Today, of course, those pages look anything but contemporary. The are forever locked into a time period that is recognizable instantly to anyone who looks at it. Back then, though, rounding corners on pictures was all the rage -- and it also was one of RoJean's daily duties.
She spent a good portion of her time here at the old Ranger Printers, which was in the basement of our offices at 421 E. Main St. (we moved Ranger Printers "upstairs" in 1996, some years after RoJean had left us to begin her job at CWC). Among the many printing-related gadgets down there in those days was an old, cast-iron machine that could round the edges of printed products.
Each day as page one was being "pasted up" (to use another outdated term of newspaper production), someone would run that day's photographs downstairs to RoJean, who would drop whatever else she was doing (and she did a lot), put each corner into the mechanism, push down the lever, and round off the photos, one corner at a time.
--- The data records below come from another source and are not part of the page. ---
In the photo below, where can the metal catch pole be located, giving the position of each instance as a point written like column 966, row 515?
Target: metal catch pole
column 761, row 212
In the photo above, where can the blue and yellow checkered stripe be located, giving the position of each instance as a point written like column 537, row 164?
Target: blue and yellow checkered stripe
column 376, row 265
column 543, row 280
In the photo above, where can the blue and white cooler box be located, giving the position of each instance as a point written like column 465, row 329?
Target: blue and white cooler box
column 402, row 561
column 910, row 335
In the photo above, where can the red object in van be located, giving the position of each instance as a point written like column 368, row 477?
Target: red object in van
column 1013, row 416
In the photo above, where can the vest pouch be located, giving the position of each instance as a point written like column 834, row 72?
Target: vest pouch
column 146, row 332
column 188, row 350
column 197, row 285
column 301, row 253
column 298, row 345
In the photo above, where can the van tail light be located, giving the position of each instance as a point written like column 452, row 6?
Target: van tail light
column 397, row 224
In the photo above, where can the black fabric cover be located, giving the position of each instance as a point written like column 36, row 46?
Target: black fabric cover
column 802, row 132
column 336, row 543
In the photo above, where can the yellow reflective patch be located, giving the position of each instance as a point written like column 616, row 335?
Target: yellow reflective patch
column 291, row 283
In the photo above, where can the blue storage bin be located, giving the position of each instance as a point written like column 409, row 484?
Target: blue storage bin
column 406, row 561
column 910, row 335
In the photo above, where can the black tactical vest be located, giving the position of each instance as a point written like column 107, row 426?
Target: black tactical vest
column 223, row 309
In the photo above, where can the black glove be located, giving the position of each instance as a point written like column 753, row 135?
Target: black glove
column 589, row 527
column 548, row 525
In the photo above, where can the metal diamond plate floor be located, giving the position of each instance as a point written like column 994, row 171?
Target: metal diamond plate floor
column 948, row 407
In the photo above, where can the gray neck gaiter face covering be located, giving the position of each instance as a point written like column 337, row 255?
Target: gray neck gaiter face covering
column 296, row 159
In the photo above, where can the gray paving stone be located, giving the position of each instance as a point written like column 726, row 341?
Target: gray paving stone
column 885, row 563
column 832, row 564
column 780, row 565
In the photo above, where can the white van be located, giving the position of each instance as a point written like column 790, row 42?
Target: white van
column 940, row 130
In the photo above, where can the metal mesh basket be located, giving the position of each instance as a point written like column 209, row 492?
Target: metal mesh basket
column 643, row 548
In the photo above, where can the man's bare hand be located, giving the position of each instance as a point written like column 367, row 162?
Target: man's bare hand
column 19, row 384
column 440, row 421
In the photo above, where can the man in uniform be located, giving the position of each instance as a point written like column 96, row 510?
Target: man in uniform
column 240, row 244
Most of the time we only rounded the pictures on the front page, but sometimes, if Deb Friedell had a big photo feature elsewhere in the paper, the rounded-corner treatment would be applied there too.
A check of the Ranger archives shows that we abandoned the practice sometime in 1980.
Joel Kindle, the longtime Riverton radio personality who also once worked for The Ranger and remains a regular visitor to the office to this day, remembered the device that rounded the pictures. He inquired about it not long ago, but we didn't find it in the basement, which is much less organized now than it was when RoJean worked there with Marvin Schlichenmayer, Fran Olheiser, Jim Doyle and others.
Then, just before Christmas, when I was rooting around the basement for an old photograph, I spied a lever protruding from behind a stack of old newspapers. It was the corner-rounder!
For the sake of old times, I found an old envelope, placed it on the flat surface of the gizmo, pushed down the lever.
With a satisfying munch of paper, the long-idled cutter rendered the right-angle edge of that envelope into a smooth, round corner, just as it had done so many times when RoJean Thayer was Riding with the Rangers.